Amnesia has been a recurring theme du jour lately. Occasionally we're required to leave logic at the front door, or else we end up having too many questions that really can't be answered. Modean Moon gives us an amnesia theme, but requires that we bring our intelligence. In fact, she insists. Layers and details and nuances keep us on our toes in this subtle, multilayered suspense story.
Richard Jordan finds his wife Lexi after an extended search. She's been in a psychiatric care facility, where she supposedly admitted herself. She's emaciated, is addicted to the drugs that have been used to sedate her, has been held against her will and doesn't recognize Richard.
Richard, with the help of a prosecuting attorney, rescues Lexi from her captors. Now the real quest begins. Months before, Richard had gone to South America to rescue his stepbrother. Lexi hadn't wanted him to go. He and his rescued brother were in a plane crash, with both men sustaining serious injuries. When he returned, Lexi was gone. Witnesses and family members told Richard that Lexi had wanted a divorce. They also told him that Lexi had aborted his child. When Richard discovered that their joint banking account was seriously depleted, he believed that Lexi had indeed left him.

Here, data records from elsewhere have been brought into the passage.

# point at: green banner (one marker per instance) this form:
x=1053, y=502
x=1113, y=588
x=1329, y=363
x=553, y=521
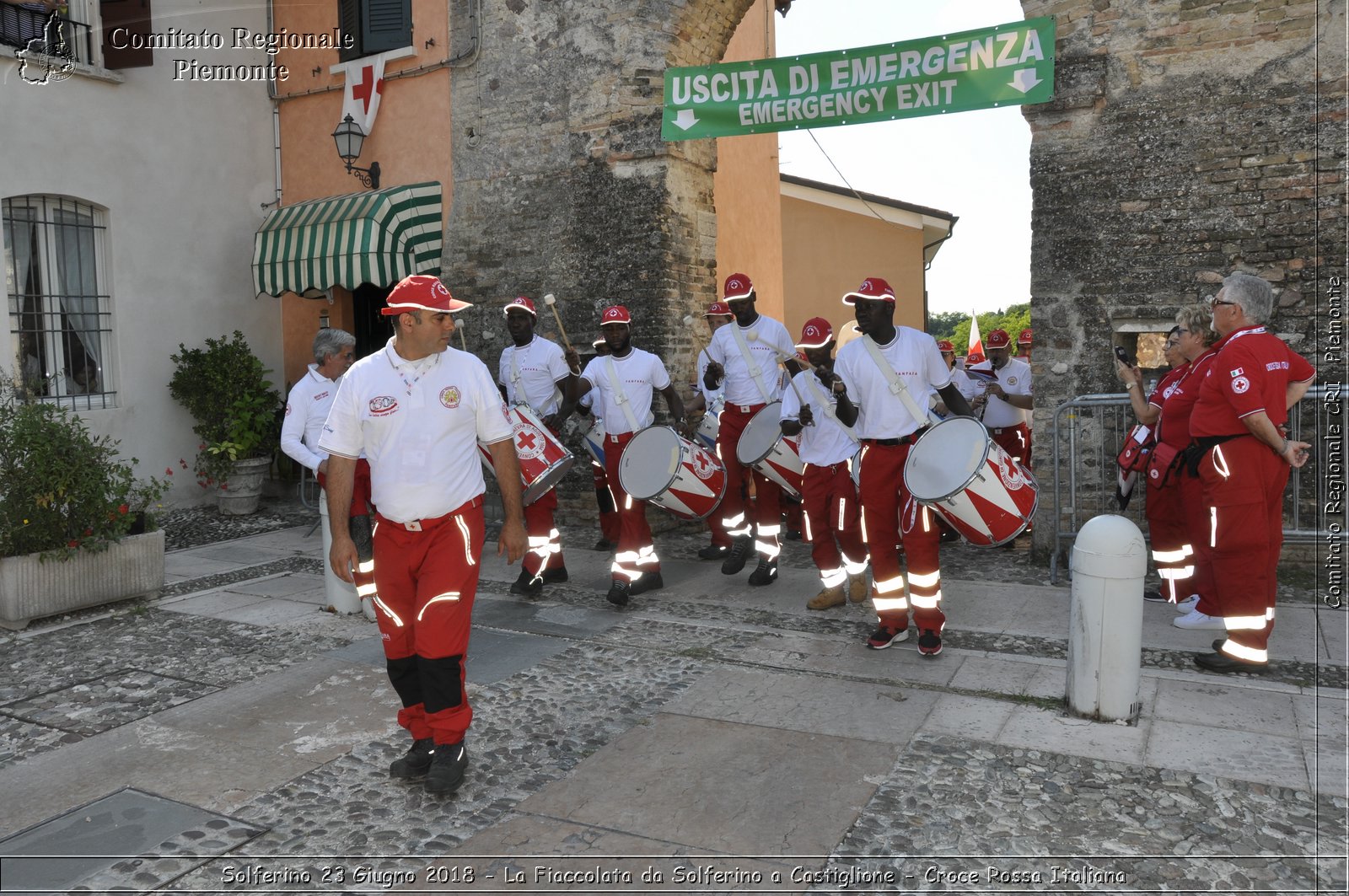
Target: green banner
x=1007, y=65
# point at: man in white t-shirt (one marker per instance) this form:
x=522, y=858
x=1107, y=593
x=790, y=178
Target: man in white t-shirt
x=829, y=496
x=418, y=409
x=1008, y=395
x=708, y=401
x=883, y=381
x=533, y=372
x=745, y=358
x=626, y=382
x=307, y=409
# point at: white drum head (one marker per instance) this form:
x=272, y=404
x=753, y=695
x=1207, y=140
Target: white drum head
x=649, y=463
x=760, y=435
x=946, y=458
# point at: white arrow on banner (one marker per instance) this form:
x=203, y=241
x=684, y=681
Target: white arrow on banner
x=685, y=119
x=1024, y=80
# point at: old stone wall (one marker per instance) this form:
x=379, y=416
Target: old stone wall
x=1186, y=139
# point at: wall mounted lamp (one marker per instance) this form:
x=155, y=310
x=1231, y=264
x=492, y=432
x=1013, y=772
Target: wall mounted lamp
x=350, y=139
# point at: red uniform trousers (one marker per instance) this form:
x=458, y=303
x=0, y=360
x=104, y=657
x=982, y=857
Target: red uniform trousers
x=1197, y=532
x=609, y=521
x=768, y=512
x=830, y=518
x=890, y=517
x=1015, y=440
x=1173, y=547
x=361, y=507
x=636, y=552
x=427, y=582
x=1243, y=493
x=546, y=544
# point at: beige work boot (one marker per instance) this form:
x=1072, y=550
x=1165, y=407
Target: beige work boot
x=827, y=598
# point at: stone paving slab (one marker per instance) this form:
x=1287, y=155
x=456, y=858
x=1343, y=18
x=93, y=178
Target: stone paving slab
x=807, y=703
x=739, y=788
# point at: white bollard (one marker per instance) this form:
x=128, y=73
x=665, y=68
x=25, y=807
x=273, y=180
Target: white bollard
x=1105, y=621
x=341, y=595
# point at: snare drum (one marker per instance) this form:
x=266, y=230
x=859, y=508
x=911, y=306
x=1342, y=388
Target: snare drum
x=971, y=482
x=543, y=459
x=712, y=424
x=672, y=473
x=776, y=456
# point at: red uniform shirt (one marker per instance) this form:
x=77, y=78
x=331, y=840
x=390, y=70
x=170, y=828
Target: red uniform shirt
x=1251, y=373
x=1174, y=426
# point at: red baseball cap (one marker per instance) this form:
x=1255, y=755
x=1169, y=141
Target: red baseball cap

So Richard wants to know why. Why did his happy marriage dissolve in his absence? Why did Lexi leave? Take his money? Self-abort their child? Check herself into a psychiatric facility?
Or did she?
Richard takes Lexi back to his home, hoping that she'll heal and perhaps recover her memory. The cast of characters, some sinister-all unapproachable, and the house itself, dark and foreboding, both lend to the gothic feel of the story. Richard's mother is antagonistic, almost malevolent in her behavior. Richard's brother Greg, crippled from the plane crash, is morose, hostile and embittered. Greg's wife Melissa, a psychiatrist, is unfriendly and icily disaffected. The staff won't speak to Lexi and won't answer any of her questions. Only Richard will talk to her, and he's trying to sort out the reasons for her sudden leave-taking.
Richard is written with depth and texture. He could have been sullen, mistrustful and even surly. He certainly had reason to be. All evidence points to Lexi wanting out and wanting out quickly. That's what bothers Richard and why he's slowly giving Lexi the benefit of a doubt. Things don't add up. The Lexi he knew before her disappearance wouldn't have been capable of such treachery and deception. Ms. Moon has allowed Richard to be human; yes, he's hurt and baffled. But he's also written with enough maturity to have a ‘wait and see' attitude, to treat Lexi decently as the evidence surfaces.
Lexi is a sympathetic character as she tries to uncover her past. She's frustrated when people won't answer her questions. Although she's been told that it will be better if she remembers on her own, her fear and confusion make it difficult to be patient. She's attracted to Richard and trusts him, even though she senses that his trust isn't fully reciprocated. There were times that I wish she'd bitten Richard's relatives instead of silently suffering their censure, but at least her pacifism doesn't make her a nitwit who's afraid of her own shadow.
The mystery deepens when the lawyer who handled Lexi's request for a divorce meets with Richard and Lexi and she doesn't recognize him.
The reason for the complicated deception seemed less than satisfactory, yet it does make sense in a deranged, irrational way. Lost and Found Bride is plot-driven, but with enough character development to make it an extremely satisfying intrigue.
Don't let the amnesia theme discourage you. Here it works well and makes the book a riveting read. The gothic ambience adds a nice touch. Lost and Found Bride is a thoroughly entertaining, engrossing tale.